Pour cela, le gouvernement grec propose de réorganiser complètement le système, avec une caisse unique et les mêmes règles dans le public et le privé. Avec un système à trois étages : d’abord une « pension nationale », d’un montant de 384 euros, financée par l’impôt. Ensuite, une « pension principale », calculée sur le montant des cotisations. Le taux de remplacement sera fixé à 55-65 % du salaire moyen contre 70 % aujourd’hui. Elle sera calculée sur toute la durée de cotisation, et non plus sur les cinq dernières années. A cela s’ajoutera, éventuellement, une retraite complémentaire.
Mobilisation en défense des retraites, et mobilisation des agriculteurs
Les dégâts seront considérables : en Grèce, la pension moyenne est tombée à 750 euros. Elle baissera encore de 15%. Pour les pensions supérieures, ce sera pire encore, jusqu’à 35%. Il est aussi prévu de relever d’un point les cotisations santé des employeurs et de 0,5 point celles des salariés.
Contre ce projet, le 5 février, une importante mobilisation est organisée, marquée par des grèves et manifestations, mai une fois encore dans la division.
Cette réforme suscite aussi l’opposition des « professions libérales », et nourrit aussi la mobilisation des agriculteurs qui refusent également plusieurs mesures fiscales les concernant : depuis le 20 janvier, les barrages de route se multiplient à travers le pays.
La question centrale du parti
Sur cette question comme sur d’autres, tout dépend de la possible irruption de puissantes mobilisations. Mais on ne peut tout attendre de la spontanéité des masses. La nécessité de construire un parti capable de représenter les exploités reste décisive.

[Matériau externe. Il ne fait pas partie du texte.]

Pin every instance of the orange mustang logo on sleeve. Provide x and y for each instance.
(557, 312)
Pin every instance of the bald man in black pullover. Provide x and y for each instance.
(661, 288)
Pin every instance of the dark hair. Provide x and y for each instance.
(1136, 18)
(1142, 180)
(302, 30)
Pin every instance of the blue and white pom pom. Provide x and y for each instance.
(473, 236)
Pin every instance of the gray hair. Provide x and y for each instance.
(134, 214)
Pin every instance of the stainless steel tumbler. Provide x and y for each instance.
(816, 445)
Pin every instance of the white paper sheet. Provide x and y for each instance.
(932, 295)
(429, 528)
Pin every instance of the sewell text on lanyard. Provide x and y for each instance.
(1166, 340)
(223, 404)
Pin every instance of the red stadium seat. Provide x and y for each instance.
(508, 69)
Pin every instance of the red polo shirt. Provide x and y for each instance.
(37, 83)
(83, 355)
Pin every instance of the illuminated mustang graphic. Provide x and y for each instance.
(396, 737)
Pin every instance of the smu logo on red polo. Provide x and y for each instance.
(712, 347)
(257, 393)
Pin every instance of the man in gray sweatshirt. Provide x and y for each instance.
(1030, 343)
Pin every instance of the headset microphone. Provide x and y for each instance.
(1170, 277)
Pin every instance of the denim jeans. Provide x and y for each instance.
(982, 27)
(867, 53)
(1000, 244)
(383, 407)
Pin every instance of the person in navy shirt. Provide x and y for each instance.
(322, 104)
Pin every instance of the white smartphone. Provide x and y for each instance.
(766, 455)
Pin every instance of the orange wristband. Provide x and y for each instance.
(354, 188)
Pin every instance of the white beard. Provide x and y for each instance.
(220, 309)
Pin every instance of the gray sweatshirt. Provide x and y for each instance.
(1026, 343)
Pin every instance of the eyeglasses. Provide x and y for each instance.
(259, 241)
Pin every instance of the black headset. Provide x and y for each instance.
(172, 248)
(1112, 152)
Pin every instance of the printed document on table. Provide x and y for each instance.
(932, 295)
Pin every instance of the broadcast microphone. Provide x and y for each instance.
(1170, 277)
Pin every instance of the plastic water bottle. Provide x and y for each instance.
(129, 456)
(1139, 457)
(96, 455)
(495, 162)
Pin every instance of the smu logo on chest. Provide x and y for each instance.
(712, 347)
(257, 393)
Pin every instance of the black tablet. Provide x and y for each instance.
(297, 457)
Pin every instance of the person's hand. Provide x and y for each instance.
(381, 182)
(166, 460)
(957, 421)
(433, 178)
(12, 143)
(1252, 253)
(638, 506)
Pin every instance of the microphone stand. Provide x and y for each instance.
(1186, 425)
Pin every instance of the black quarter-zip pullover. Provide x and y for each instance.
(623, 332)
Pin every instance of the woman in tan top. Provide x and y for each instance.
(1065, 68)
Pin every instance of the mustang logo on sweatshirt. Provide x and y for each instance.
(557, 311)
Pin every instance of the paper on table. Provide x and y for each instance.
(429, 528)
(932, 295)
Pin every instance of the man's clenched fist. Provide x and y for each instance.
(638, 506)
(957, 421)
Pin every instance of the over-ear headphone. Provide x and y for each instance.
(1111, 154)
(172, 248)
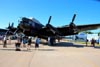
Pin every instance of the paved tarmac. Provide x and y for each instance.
(62, 55)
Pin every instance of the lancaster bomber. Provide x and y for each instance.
(32, 27)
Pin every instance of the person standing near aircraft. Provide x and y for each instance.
(29, 43)
(37, 42)
(93, 42)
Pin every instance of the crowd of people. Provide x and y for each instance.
(22, 42)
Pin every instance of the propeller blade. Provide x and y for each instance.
(73, 18)
(49, 20)
(9, 24)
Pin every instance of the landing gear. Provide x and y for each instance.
(51, 41)
(17, 45)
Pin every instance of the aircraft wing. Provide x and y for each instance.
(88, 27)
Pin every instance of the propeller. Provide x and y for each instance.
(49, 19)
(72, 25)
(73, 18)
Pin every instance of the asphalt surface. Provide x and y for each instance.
(62, 55)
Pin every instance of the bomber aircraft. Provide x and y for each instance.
(32, 27)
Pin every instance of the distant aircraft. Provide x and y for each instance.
(32, 27)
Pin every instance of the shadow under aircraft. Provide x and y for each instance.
(32, 27)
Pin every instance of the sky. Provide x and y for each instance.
(62, 11)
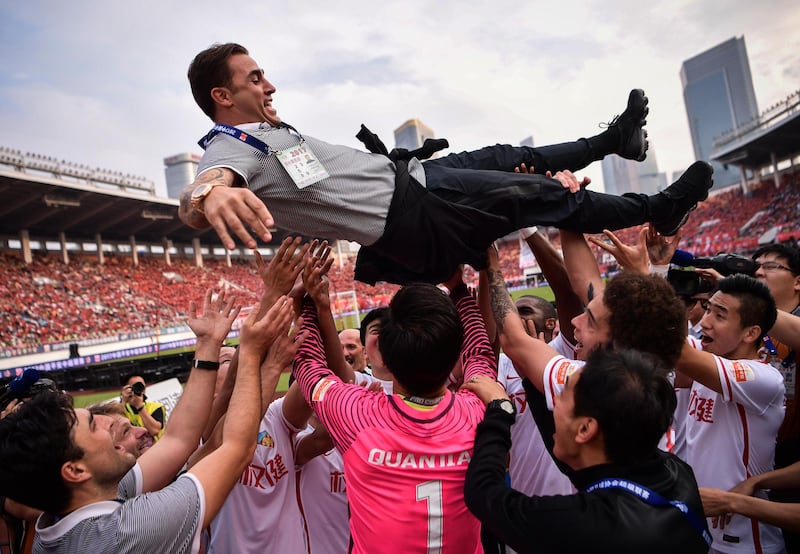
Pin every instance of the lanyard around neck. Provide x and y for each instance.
(242, 136)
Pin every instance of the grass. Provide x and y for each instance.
(81, 400)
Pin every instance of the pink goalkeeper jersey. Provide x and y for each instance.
(405, 467)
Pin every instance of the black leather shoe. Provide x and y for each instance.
(633, 137)
(690, 188)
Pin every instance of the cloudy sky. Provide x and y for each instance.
(104, 83)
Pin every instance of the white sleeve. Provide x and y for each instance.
(753, 384)
(555, 376)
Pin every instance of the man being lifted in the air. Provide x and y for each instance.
(418, 220)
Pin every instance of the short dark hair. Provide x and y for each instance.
(107, 408)
(36, 440)
(646, 315)
(421, 337)
(210, 69)
(789, 253)
(374, 315)
(756, 305)
(630, 396)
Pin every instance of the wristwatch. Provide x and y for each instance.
(205, 364)
(504, 404)
(199, 195)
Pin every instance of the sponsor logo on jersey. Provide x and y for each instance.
(563, 371)
(319, 390)
(389, 458)
(264, 439)
(742, 372)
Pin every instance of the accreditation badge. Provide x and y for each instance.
(302, 165)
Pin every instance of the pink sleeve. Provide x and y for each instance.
(477, 356)
(339, 406)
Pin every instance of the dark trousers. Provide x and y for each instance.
(485, 180)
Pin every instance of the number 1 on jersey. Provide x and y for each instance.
(431, 491)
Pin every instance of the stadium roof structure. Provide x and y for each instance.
(46, 206)
(776, 132)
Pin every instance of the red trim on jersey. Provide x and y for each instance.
(746, 437)
(442, 413)
(300, 507)
(727, 383)
(550, 383)
(745, 460)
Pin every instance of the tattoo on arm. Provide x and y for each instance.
(500, 299)
(189, 215)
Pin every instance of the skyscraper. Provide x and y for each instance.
(180, 170)
(621, 175)
(412, 134)
(719, 96)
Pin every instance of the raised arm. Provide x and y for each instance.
(581, 265)
(317, 286)
(162, 462)
(220, 470)
(529, 355)
(720, 503)
(477, 356)
(568, 303)
(787, 329)
(228, 208)
(699, 366)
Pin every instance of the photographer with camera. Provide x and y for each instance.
(140, 411)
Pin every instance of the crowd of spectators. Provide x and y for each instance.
(48, 301)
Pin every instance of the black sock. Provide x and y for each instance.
(605, 143)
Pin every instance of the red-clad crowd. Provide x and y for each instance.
(48, 301)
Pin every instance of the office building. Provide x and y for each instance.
(719, 96)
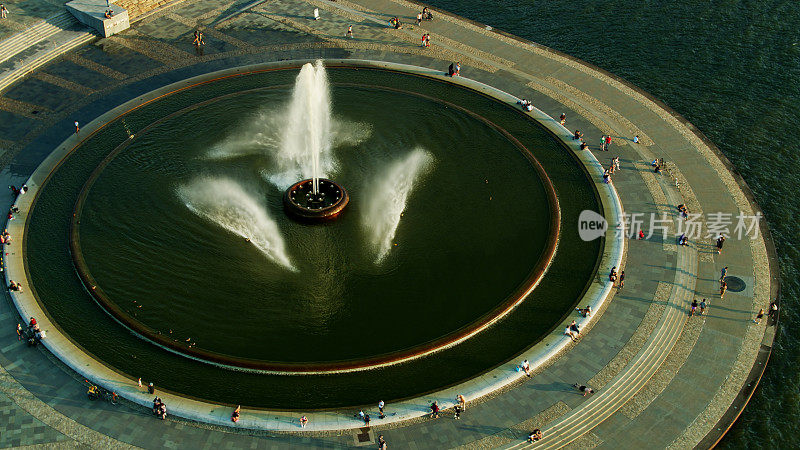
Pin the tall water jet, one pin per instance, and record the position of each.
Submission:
(388, 197)
(225, 203)
(307, 141)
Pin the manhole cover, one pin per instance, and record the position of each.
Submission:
(735, 284)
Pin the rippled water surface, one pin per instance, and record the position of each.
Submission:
(732, 68)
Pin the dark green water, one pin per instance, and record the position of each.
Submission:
(58, 288)
(467, 238)
(733, 69)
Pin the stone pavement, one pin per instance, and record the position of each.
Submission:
(663, 379)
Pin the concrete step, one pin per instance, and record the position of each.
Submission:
(35, 34)
(62, 42)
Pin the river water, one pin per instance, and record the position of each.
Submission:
(733, 69)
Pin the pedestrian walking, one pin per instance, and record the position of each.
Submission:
(586, 390)
(773, 312)
(457, 412)
(435, 410)
(575, 328)
(526, 367)
(572, 335)
(236, 413)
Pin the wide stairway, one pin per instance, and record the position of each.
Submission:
(27, 50)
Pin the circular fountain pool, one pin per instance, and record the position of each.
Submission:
(179, 233)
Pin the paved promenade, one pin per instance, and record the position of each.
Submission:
(663, 379)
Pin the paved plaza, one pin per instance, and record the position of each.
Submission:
(663, 379)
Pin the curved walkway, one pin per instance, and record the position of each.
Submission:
(643, 354)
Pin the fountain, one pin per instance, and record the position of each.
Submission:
(392, 188)
(308, 132)
(226, 203)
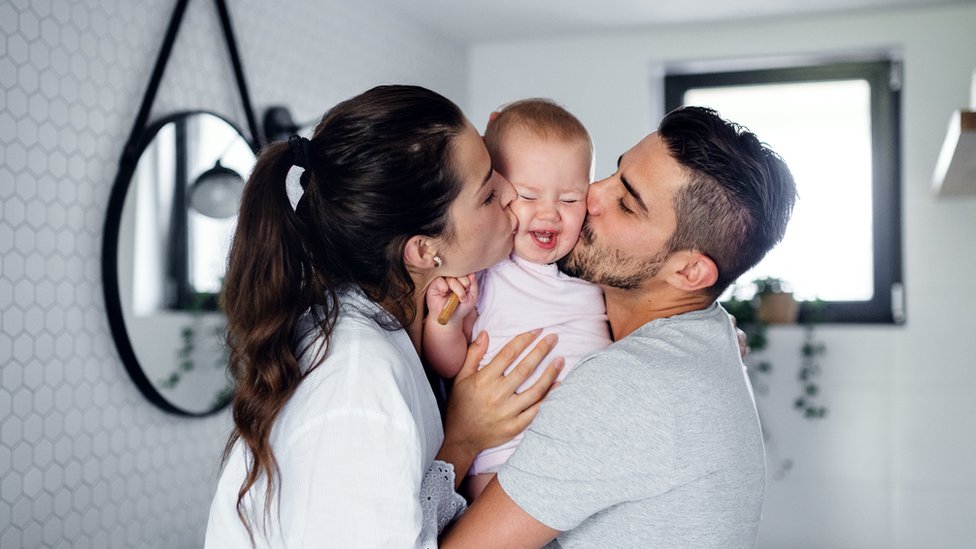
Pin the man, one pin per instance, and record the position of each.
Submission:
(655, 441)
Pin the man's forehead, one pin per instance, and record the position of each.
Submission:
(640, 152)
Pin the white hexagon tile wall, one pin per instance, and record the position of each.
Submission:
(85, 460)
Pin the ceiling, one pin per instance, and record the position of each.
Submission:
(473, 21)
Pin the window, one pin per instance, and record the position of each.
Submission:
(837, 127)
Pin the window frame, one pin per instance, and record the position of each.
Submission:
(887, 306)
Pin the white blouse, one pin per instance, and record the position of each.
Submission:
(355, 447)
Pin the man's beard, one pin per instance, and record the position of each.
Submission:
(607, 267)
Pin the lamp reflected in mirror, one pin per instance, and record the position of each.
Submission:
(217, 192)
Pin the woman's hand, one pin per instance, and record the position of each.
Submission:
(441, 289)
(484, 410)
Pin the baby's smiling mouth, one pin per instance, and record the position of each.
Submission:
(544, 239)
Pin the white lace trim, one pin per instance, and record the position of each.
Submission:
(440, 503)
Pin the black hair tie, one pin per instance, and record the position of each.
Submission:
(299, 151)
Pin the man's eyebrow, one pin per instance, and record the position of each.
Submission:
(634, 193)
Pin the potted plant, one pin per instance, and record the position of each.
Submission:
(773, 303)
(776, 303)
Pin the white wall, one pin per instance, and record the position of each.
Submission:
(892, 465)
(85, 460)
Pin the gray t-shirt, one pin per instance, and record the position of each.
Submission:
(653, 442)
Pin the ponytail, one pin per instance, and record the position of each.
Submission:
(263, 289)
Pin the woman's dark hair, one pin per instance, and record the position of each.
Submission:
(379, 171)
(741, 194)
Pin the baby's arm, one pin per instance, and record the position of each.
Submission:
(445, 346)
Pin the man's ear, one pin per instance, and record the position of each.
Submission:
(693, 271)
(419, 252)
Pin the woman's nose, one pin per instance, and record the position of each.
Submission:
(506, 191)
(594, 197)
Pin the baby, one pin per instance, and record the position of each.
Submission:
(547, 155)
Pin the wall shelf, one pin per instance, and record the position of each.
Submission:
(955, 171)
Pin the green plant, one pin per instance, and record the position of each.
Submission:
(770, 285)
(811, 351)
(186, 353)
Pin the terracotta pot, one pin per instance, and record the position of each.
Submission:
(778, 308)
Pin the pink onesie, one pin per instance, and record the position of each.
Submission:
(517, 296)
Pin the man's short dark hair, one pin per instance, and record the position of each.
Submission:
(741, 194)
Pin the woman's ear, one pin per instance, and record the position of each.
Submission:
(694, 271)
(419, 252)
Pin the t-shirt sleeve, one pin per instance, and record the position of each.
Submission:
(597, 441)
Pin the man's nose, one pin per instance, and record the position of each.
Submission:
(595, 196)
(547, 211)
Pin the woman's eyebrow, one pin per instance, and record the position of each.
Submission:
(491, 170)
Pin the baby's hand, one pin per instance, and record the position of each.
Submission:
(440, 290)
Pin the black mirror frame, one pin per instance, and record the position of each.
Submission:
(110, 272)
(139, 138)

Syriza n’a jamais prétendu être un parti révolutionnaire. Mais dans une situation où le capitalisme ne laisse place qu’à des contre réformes, sa nature instable et réformiste l’a transformé, après épuration, en machine à faire passer les plans d’austérité.
L’UP peut elle être ce parti qui a manqué aux travailleurs grecs ?
En perdant sa première bataille, l’UP a compromis son avenir, surtout si elle persiste dans une orientation sans vraie frontière de classe, marquée par le nationalisme et la recherche illusoire d’une « bonne relance » à l’intérieur des frontières nationales.
Certes, elle dispose d’une force militante réelle. Mais elle demeure une coalition hétéroclite de groupes divers issus, pour les plus importants, de Syriza, mais aussi d’Antarsya et d’ailleurs.
C’est un patchwork, un « work in progress » sans programme solide, dont la direction est animée pour une grande part par Lafazánis et son équipe, qui reste dans la tradition (organisationnelle et politique) des fondateurs de Syriza, issus du PC grec : un goût modéré pour la démocratie interne et une tendance prononcée au souverainisme.
Son avenir n’est donc pas gagné d’avance. Il est juste de considérer, comme le fait DEA, que la situation leur impose de participer à l’activité de ce regroupement, tout en conservant son autonomie politique et organisationnelle, et il juste d’expliquer : « nous ne considérons pas l’UP en tant que ’parti fini’, mais en tant que ’front politique’ en construction ». Mais rien ne se fera sans une réelle progression programmatique.
Les débats internes vont donc jouer un grand rôle pour surmonter l’échec électoral de septembre, tirer le bilan des combats passés, et faire face aux nouveaux développements de la situation.